While I’ve been successful in helping others to develop their brands, I’ve ironically found it to be very difficult to develop my own. Self-promotion has never been a huge priority for me – I’ve been more focused on promoting the achievements of my teams, colleagues, and clients.

Quote from a friend: The Ray I know doesn't shine through. The writing is more clinical. My recommendation is put a little more of your personality and story telling talents into this.
Is the real you showing?

With the help of many friends and trusted advisors, I’ve been refining my branding elements. My web site is getting back into reasonable shape. The resume undergoes routine refinement and clarification. My social media channels are getting aligned. All of the things I would do for a client, I’m now working on doing for myself. This is a critical effort, because I’m making a lot of first impressions without the benefit of making them in person, and some of the feedback I’ve received indicates that I might not be showing the “real” me very well.

What’s your personal online brand? Is it consistent? Is it clear? What have you done to strengthen it?

What are you looking for?

In April, I let my boss know that I was going to start looking for the next challenge in my career. It was a difficult decision – I work at a great company and with great teams. However, when I looked objectively at what the company most needed, my personal growth and career goals, and the likely opportunities in the next five years, it became clear that the next chapter was upon me.

When you tell someone you’re engaged in a job search, the inevitable question is, “what are you looking for?” Part of my success has been the ability to see many options and possibilities, so answering that question isn’t as easy as it might seem.

In short, though, I

  • want to be part of a team focused on strategy and performance improvement.
  • love to help people / departments / companies find creative ways to solve problems, improve performance, or define strategy.
  • am comfortable supervising and managing teams and departments, but that’s certainly not a requirement. Leadership doesn’t require supervisory responsibilities.
  • find the most engagement and energy when helping others reach their potential, and in planning solutions. Architect more than general contractor.
  • would like to work with a company that’s forward thinking on technology, but am not particular about the industry segment.

Do you know of an opportunity that fits? Let me know!

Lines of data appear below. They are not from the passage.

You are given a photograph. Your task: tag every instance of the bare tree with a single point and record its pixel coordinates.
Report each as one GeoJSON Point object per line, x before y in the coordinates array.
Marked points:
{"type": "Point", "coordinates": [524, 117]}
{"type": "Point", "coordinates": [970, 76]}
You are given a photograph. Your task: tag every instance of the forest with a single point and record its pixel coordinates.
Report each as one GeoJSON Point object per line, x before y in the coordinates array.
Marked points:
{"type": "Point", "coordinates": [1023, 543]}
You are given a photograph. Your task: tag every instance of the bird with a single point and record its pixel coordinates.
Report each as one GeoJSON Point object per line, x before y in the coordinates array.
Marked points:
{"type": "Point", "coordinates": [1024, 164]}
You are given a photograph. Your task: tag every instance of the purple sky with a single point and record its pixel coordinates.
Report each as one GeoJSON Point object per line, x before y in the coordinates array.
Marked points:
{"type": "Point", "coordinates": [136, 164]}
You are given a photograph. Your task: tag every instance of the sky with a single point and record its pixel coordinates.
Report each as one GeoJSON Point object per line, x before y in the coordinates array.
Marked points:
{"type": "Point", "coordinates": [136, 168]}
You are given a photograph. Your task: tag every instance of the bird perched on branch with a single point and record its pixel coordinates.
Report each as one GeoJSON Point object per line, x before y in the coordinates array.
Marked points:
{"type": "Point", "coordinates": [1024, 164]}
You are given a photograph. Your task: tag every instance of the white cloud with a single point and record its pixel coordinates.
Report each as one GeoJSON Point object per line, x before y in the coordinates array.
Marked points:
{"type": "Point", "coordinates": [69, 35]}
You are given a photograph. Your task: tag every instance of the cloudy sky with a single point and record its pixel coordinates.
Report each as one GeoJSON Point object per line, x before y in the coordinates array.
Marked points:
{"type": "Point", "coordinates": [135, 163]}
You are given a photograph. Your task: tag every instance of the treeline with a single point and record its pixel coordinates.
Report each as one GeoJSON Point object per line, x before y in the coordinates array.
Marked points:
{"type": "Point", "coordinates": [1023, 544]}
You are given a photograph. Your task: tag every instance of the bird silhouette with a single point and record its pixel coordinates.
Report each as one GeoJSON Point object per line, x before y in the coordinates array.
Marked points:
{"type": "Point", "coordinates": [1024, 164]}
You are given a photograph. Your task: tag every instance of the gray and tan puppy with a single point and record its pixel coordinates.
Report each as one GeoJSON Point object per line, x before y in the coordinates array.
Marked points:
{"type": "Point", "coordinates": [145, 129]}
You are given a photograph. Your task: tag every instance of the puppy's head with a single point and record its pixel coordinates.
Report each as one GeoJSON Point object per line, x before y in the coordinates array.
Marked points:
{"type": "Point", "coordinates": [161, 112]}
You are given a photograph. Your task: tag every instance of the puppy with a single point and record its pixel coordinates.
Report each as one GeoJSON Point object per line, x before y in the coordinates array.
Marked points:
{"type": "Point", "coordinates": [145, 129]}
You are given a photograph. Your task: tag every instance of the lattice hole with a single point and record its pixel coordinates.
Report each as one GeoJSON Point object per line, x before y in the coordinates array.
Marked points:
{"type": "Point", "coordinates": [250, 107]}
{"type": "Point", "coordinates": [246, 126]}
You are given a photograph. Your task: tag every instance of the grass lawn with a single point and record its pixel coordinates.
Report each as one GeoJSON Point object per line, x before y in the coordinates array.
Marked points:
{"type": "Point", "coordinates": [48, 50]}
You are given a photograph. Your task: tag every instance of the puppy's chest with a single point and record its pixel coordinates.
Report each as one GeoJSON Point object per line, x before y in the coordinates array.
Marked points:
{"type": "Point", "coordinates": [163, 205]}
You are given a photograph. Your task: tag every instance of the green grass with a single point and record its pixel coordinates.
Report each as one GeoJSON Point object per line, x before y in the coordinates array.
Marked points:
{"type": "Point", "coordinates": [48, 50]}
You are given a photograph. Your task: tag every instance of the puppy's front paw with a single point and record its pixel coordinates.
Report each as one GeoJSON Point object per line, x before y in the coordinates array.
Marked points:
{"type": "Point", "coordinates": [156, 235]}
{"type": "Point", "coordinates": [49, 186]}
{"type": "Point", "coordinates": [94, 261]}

Energy, Disruption, Fear, and Passion

I’ve just finished up at the Gartner CIO Leadership Forum in Phoenix. While it’s less than three full days, it’s easily the most energizing event I attend. The focus this year was even further in to the future of IT and its rapidly emerging role smack in the middle of the business model, even in segments that don’t think of themselves as technology driven.

Where IT has typically been an operational cost center, it is now quickly and relentlessly becoming a revenue producer and product development hotbed – the companies that don’t adapt to this change will perish or be consumed by more nimble competitors. Disruption is the order of the day, and more than likely it’s not going to come from your current industry.

Amazon providing property and casualty insurance… Facebook getting into healthcare… Google reshaping transit… Sounds silly? Some of it’s already happening. Who would have thought in the 90s that “beleaguered Apple,” perpetually one quarter away from complete demise, would today be responsible for some of the most radical changes to the software, music, entertainment, and communications industries? If one of the digerati even blinks in your direction, it’s too late.

There’s so much potential ahead of us and I’m thrilled to be part of the industry that will drive it. I also am excited that this is happening just as I reach a point in my career where I have the right blend of skills, including ideation, marketing, IT, staff development, and culture building, to make a positive difference. Now to find that mentor who’s under 30.